- APPAIRENT
- Posts
- 💐 3 "Plays" to Lift from Mother's Day
💐 3 "Plays" to Lift from Mother's Day
There's a lot of good to learn from a Hallmark Holiday

Gif by Runninglateclub on Giphy
What if the best parts of today became your everyday partnership?
Moms reading this, I’m not going to say too much on Mother’s Day. B/c I’m going to trust that your husband will tell you some of the unique ways that you are an amazing mother. I’m going to assume he will make you feel special as a woman and his wife, in addition to the other hugely important (but chronologically last) role you stepped into.
And I’ll assume he also reads this, isn’t tone deaf, and takes a hint 😅.
Since this newsletter helps couples put their relationship back in the front seat while grinding at work and parenting, let me steer us back there.
I'm cynical about Hallmark holidays. But they do encapsulate behaviors worth adopting year-round. What's being celebrated today should be celebrated more regularly, modestly, and genuinely—not just on one card-company-dictated day.
So let’s take a few of those concepts and run with them for one another. When it’s not Whoever’s Day. Let’s just make it an awesome intentional life.
Know any hard-working parents out there? Help them out! Forward this email or sign them up for the weekly newsletter. Forward it to your HR team or Parent ERG leader at your place of work. We can support every couple in your organization. And word of mouth is currently our best growth tool to serve more. Thank you!
So what are those core tenants you’ll likely notice on a day like Mother’s Day? They indirectly follow the 5 languages of love pretty closely, just all condensed into a single day:
Intentional Time → Making space to recognize what matters
Acts of Service → Giving back to those who typically serve others
Breaking Routine → Stepping outside the normal patterns
Creating Space → Allowing genuine self-care (not just chore/work catch-up)

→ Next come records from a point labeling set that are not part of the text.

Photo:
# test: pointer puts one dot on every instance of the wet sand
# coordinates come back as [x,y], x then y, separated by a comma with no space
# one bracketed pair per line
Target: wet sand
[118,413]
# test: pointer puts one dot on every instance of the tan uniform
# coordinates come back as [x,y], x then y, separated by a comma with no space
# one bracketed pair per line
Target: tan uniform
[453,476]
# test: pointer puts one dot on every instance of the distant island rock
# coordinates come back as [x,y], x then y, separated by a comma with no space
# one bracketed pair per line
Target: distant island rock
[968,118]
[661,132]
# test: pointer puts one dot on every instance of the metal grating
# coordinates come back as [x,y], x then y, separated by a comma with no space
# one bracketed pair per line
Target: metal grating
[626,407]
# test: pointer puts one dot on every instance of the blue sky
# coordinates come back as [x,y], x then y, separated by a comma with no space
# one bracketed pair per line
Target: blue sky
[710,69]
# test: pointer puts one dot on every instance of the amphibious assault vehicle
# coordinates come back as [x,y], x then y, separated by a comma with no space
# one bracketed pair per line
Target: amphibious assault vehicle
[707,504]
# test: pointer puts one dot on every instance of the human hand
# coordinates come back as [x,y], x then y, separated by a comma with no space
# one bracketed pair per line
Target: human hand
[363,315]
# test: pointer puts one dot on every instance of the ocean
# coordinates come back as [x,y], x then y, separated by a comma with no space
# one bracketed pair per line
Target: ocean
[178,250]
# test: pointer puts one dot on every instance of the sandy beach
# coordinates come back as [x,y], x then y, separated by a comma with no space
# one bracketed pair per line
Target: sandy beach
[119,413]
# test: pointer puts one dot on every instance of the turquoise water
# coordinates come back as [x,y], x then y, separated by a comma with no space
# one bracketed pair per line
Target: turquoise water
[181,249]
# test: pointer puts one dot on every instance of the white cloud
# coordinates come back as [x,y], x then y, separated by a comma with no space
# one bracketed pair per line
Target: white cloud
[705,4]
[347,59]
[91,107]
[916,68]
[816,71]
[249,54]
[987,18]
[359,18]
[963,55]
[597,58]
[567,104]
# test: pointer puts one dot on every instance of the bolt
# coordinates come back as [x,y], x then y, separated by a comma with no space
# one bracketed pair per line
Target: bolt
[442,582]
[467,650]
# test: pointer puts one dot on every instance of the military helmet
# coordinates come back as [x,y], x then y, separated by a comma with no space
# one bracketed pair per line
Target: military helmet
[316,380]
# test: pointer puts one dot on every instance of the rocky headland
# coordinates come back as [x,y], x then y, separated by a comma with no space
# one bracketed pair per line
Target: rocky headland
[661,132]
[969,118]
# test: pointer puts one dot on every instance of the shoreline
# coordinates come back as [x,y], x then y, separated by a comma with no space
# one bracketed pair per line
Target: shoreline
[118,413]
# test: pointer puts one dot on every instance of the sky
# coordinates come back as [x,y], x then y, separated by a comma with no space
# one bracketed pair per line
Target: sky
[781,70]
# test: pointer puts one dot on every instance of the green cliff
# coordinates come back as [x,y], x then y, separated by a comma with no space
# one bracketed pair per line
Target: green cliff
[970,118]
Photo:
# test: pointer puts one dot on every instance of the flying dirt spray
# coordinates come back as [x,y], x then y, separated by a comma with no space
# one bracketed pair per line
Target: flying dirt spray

Let’s take the good from today (minus the insanity and overbookings at restaurants), and extend it into opportunities over the next 4-8 weeks that get the good vibes for both giver and recipient. I’ll guarantee us all that what these days came to be are actually meant to be how we show appreciation to each other and ourselves throughout the year.
If you read this newsletter often, what I’m imploring you to do here will be no surprise. It isn’t rocket science and it isn’t new. It’s about intention and execution. And the hope is that this is the weekly newsletter that gets you to act. If you’re a DIY’er, set it up yourself. Or, you can act and signup for Appairent b/c…this is what we do.
Schedule some Self-Care…for your Spouse
But for your spouse, not you. And I sincerely hope you’ve signed them up for the newsletter. B/c I want you both to do it for each other. That’s the giving contest at work!
While I believe in folks putting their oxygen mask on first, it’s such a classier move for you to make it available to them.
Block 2 hours in an evening for them, or schedule to bounce from work a few hours early to give them the afternoon off in the start of Summer.
Date Night Blocker
On your way to brunch, dinner, or whatever celebration ask the non-driver to pull out the calendar.
Just like celebrating your person on Whatever’s Day, celebrating your actual relationship without a milestone is so worth it. Something to look forward to, and something worth celebrating.
Find a night to block for a date night in the next 4-8 weeks.
Summer’s upon us and it’s a funny one. Plenty of family/parenting opportunities…but we once made it to end of summer and realized we hadn’t made a single night for us.
Buy an Extra Card…
Hallmark makes me vomit, but gets one thing right: In a world of content overload, cards give space for authentic affirmation (and never about what their stupid card says by default).
Pickup an extra card or two.
And it might sound cheesy to you, but put 2 dates on the calendar to give them…when the alert pops up I bet you’ll have something unique and nice to say.
Celebrate, Authentically.
Let me be clear: let’s ALL go enjoy THIS day in support of moms and where appropriate recognize what a big role that plays to a wife. At first I don’t love that Mother’s Day is one mass celebration that’s a bit forced. But I chose to change my perspective, and I’m going to legitimately enjoy celebrating my wife and my son’s mother.
Giving a gift, breaking bread in a special place, adding some intentional words of affirmation, and serving those we love…that’s truly a joy.
And it’s a joy to the giver that creates more joy for the receiver. It’s part of the giving contest that can make this world and your relationship the best place to be. We can’t spend every hour of every day doing this, but isn’t this a core part of our mission? For years I got the script flipped, but we can flip it back (and excel in both).
So enjoy today, and let’s challenge ourselves and each other to find ways- big and small - to do some of it again before the next Whatever’s Day.